Smallpools Jumps in With Both Feet

On Monday, Nov. 17 at 10 p.m. PT/1 a.m. ET, Yahoo Live will live stream Smallpools' concert from the House of Blues in Anaheim, CA. Tune in HERE to watch!

It's pretty rare that a band with only five completed songs embark on its own headlining tour of North America. But Smallpools is proving that you don't need a huge repertoire in order to pack houses and thrill fans.

Things happened fast for the Los Angeles-based synth-rockers. After throwing their belongings in a van and driving cross-country from New Jersey to the West Coast in 2011, vocalist Sean Scanlon and guitarist Mike Kamerman had no concrete plans other than making music and "not starving to death," as they put it. They soon met bassist Joe Intile and drummer Beau Kuther, both of whom came to L.A. from Portland to try their hand at being professional musicians in the City of Angels.

"I was substitute teaching and I had met Mike," Scanlon explains. "We lived close to each other on the East Coast. We knew we had to move [our music career] to the next level. My best friend had already moved out to L.A. to work at a label. We used him as an inspiration…he could be our intel of how to make it musically. There were some darker times, but now I feel like we have purpose there."

Initially Scanlon nabbed a job as a valet, parking cars at an upscale building in Westwood. As luck would have it, there was an unoccupied, fully furnished suite with a grand piano in the building, where Scanlon could hole up after work to write songs.

"They had a model unit, a multimillion-dollar vacant apartment," explains Scanlon. "There was a grand piano there.
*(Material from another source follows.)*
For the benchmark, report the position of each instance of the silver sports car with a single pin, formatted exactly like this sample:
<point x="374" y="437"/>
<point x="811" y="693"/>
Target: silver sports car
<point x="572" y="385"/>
After I'd get off work at 11 p.m. I could hop up there and spend full nights up there just hacking away. I kind of felt like I lived there. So the first few songs were [written] just with me and my [note] pad and the grand piano."

One of those songs was "Dreaming," the ebullient lead single and title track from Smallpools' debut EP. It has received nearly 4 million views on YouTube to date, and it led to the band being offered a deal with RCA. Now that the band has been successful enough that the guys have been able to give up their day jobs, and they're hard at work on their first full-length album.
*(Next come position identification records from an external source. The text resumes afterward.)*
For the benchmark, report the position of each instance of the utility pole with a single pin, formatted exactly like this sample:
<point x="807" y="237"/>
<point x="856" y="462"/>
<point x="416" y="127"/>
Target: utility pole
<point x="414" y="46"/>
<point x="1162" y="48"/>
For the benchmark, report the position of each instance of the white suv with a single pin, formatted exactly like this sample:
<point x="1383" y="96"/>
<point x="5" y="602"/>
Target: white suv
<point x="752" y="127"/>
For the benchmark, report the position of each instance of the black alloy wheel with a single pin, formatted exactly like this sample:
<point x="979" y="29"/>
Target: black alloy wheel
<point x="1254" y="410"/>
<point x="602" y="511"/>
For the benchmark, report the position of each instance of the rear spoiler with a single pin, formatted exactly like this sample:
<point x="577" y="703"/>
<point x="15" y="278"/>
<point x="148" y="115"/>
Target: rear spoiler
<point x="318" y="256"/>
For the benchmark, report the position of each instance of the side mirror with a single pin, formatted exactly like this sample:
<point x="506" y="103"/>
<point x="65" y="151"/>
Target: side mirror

"We did a lot of full-day lockouts in Bedrock Studios in L.A.," says Scanlon. "We'd hash out the song structures and the melodies and then I'd go off in a room somewhere [and write lyrics]. The idea will start from one person and a lot of the best stuff comes from those happy accidents when we play a wrong lick or something and then we're like, 'Oh, what did we do there?'" Luckily, the band records all its sessions, so they can retrace their steps and figure out how to recreate those happy accidents.

Scanlon says that the new material has a "similar vibe" to the EP, and they're hoping to release it in early 2015. "I'm almost sure that it's done now," he says of the album. "It's the classic story of delivering the album and our camp thinking it wasn't done and we'd go back and do one or two more [songs]. I think we have all the right pieces now. I'm glad we took the time. I'm proud of a lot of the stuff on there that isn't even out in the world yet."

If the past year is any indication, Smallpools will continue to grow their fanbase and evolve as a band, proving that they weren't just "Dreaming."